Heading into the “Summit for Democracy” hosted by the White House next month, policy experts from the FACT Coalition will share the steps the Biden Administration and Congress must take to turn off the gushing spigot of dirty money coming into the U.S.
- Casey Michel, author, “American Kleptocracy”
- Ian Gary, executive director, FACT Coalition
- Tutu Alicante, founder/director, EG Justice
- Kaisa de Bel, policy analyst, Global Financial Integrity, and co-author, “Acres of Money Laundering”

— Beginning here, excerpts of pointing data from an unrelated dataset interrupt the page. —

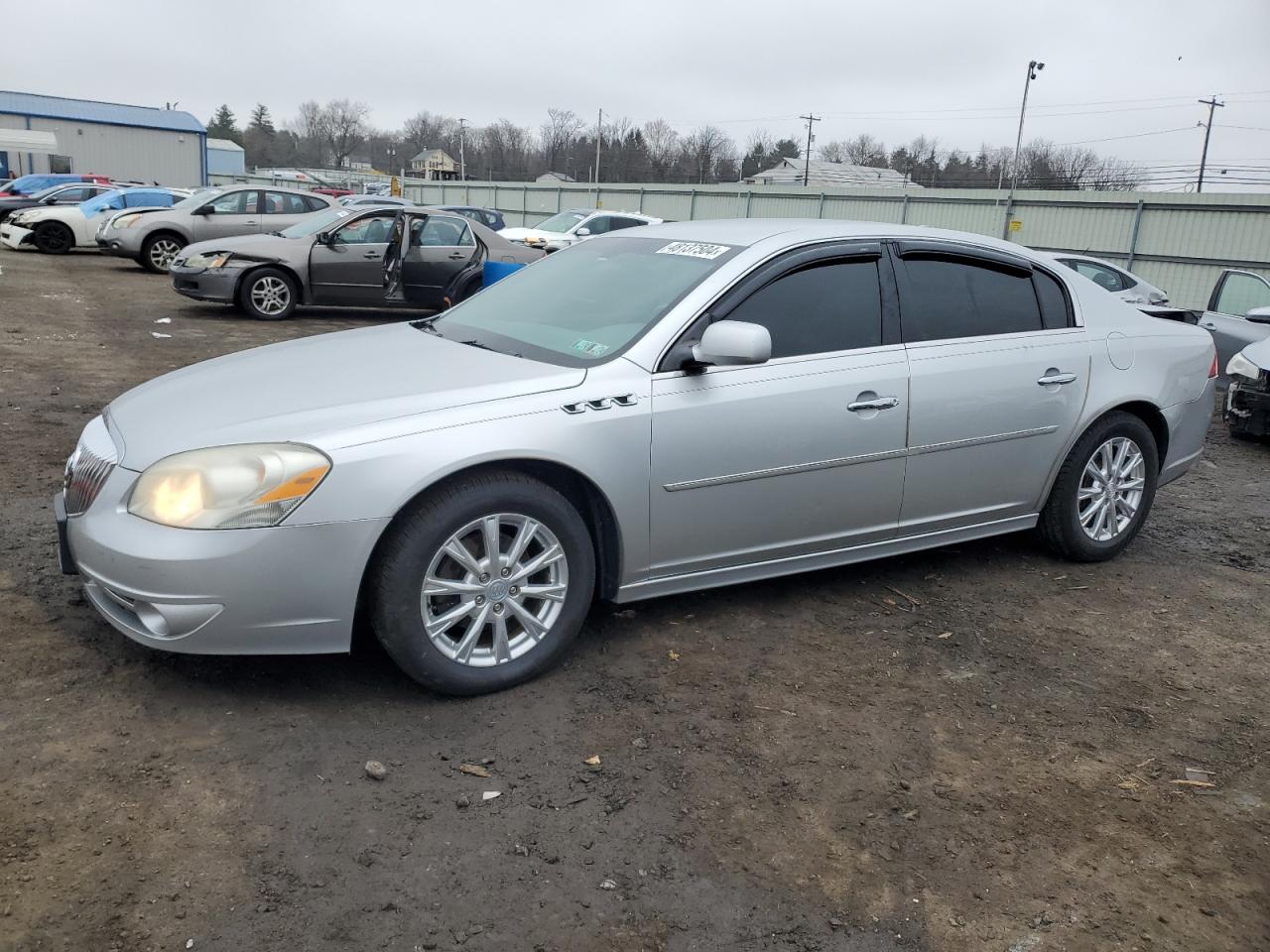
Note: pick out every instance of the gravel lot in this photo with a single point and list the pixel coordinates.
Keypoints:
(965, 749)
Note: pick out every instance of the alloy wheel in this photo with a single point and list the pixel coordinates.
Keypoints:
(271, 296)
(1111, 488)
(163, 253)
(494, 589)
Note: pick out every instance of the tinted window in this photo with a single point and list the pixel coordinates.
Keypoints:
(826, 307)
(952, 298)
(1241, 294)
(1055, 309)
(1103, 277)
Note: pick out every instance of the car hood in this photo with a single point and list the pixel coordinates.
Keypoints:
(271, 248)
(1259, 353)
(300, 390)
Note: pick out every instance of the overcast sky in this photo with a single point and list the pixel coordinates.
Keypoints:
(949, 68)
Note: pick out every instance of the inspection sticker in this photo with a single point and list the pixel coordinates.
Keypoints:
(589, 347)
(694, 249)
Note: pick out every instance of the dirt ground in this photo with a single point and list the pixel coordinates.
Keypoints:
(965, 749)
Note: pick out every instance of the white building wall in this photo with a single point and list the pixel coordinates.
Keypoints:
(119, 151)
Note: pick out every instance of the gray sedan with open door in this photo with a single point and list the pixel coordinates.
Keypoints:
(336, 258)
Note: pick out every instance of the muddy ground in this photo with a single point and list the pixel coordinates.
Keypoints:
(965, 749)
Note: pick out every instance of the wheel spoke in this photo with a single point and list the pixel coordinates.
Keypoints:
(457, 551)
(502, 647)
(449, 587)
(493, 553)
(444, 621)
(465, 648)
(538, 563)
(556, 593)
(532, 626)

Casey Michel is a writer and journalist based in New York City. His writings on offshoring, kleptocracy, and financial secrecy have appeared in Foreign Affairs, Foreign Policy, The Atlantic, The Washington Post, Vox, The New Republic, and POLITICO Magazine, among others. He is an Adjunct Fellow for the Hudson Institute’s Kleptocracy Initiative, and has contributed research pertaining to offshoring, illicit finance, and foreign interference to the German Marshall Fund, the Human Rights Foundation, and others. He received his Master’s degree in Russian, Eurasian, and East European Studies from Columbia University’s Harriman Institute, and served as a Peace Corps Volunteer in northern Kazakhstan. American Kleptocracy is his first book.